The Davis Elementary School fourth-grader was camping with his family over winter break when he left his bag open on a hillside for a few hours. When he slung it back over his shoulders, he could tell that something wasn’t right.
Inside the backpack were several rocks, which Jose guessed had rolled down the mountainside and landed in his pouch.
He promptly shook them out, but then he came to one that made him pause: pink and orange, oval-shaped, full of tiny holes and splashes of color.
“I found it, and it was so beautiful, I dropped all the other ones in the lake,” said Jose, 10, of Costa Mesa.
On Thursday, the rock became a part of Davis Elementary’s permanent science collection.

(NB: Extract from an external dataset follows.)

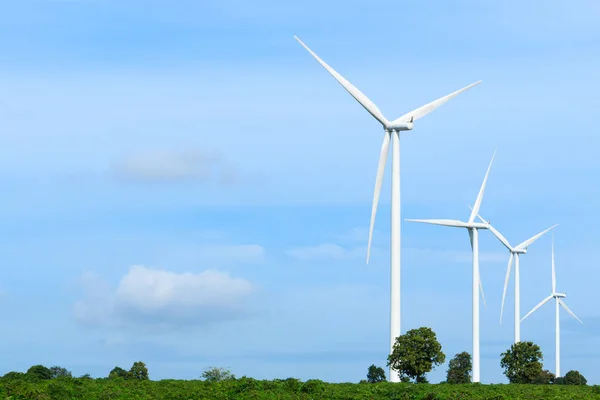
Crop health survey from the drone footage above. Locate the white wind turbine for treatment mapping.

Jose’s class had been studying rocks during its weekly science lessons since October, and the latest discovery proved once again how different rocks can be.
“Doesn’t that rock look like chopped meat with a lot of fat in it?” science teacher Pam Brusic told the class as Jose showed his treasure on the overhead projector.
There are indeed all kinds of rocks in the world — and they develop in all kinds of ways.
On Thursday, the last day of the class’ rock unit, Brusic provided the students with egg cartons full of rocks and asked them to figure out which ones fit in which category: igneous (created from magma), sedimentary (compacted out of loose material) or metamorphic (forged through heat and pressure).
Learning about rocks in Brusic’s class can have rewards beyond a good grade.
At the front of the room, the teacher kept 10 rocks of different shapes and colors — shiny and pink, sleek and black, brown and lumpy — and invited students to drop slips of paper in a jar guessing the type of each one. A correct guess meant a “Caught in the Act” slip, which the school draws every Friday to award prizes to students.
Arshdeep Kaur, 9, said learning about rocks gave her ideas for making necklaces in her weekly jewelry class at Davis.
Leo Doan, 9, said he had developed a better eye after learning the different types of stones.
“My favorite rock is obsidian,” he said. “It looks shiny, and you can probably find it in California.”